One of the key motivations for discrete time models is that they allow a natural mechanism for using stochasticity.  By including stochasticity in our models we can better capture things like demographic effects where random fluctuations when population sizes are small have profound consequences for the longer term dynamics.  In a deterministic system, things always happen the same way when you run them multiple times, but in a stochastic system -- especially nonlinear ones -- small changes in how the system arranges itself in its early steps can result in large changes in the dynamics later on, and this can help describe observed dynamics better.

## Discrete-time

Stochastic models can be constructed in continuous-time.

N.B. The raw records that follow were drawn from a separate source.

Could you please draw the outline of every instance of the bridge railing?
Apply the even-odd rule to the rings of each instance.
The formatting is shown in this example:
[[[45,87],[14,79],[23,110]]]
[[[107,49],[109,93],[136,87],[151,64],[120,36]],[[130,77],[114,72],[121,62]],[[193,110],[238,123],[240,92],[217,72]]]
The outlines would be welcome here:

However, running realisations of such models is computationally expensive and becomes prohibitively so with increasing model complexity. Typically every time an event changes the state of the model (e.g. an infection or a recovery), the distribution of the time to the next event changes along with the probabilities governing the next event.

In odin we support discrete-time stochastic models as they are less expensive than continuous-time models as we just have to update the state of the model at a finite number of fixed time points. Models are updated at increments of `dt`, which currently must be the inverse of an integer (we recommend it be a non-recurring decimal, e.g. 1, 0.5, 0.25, 0.2, 0.125, 0.1 etc).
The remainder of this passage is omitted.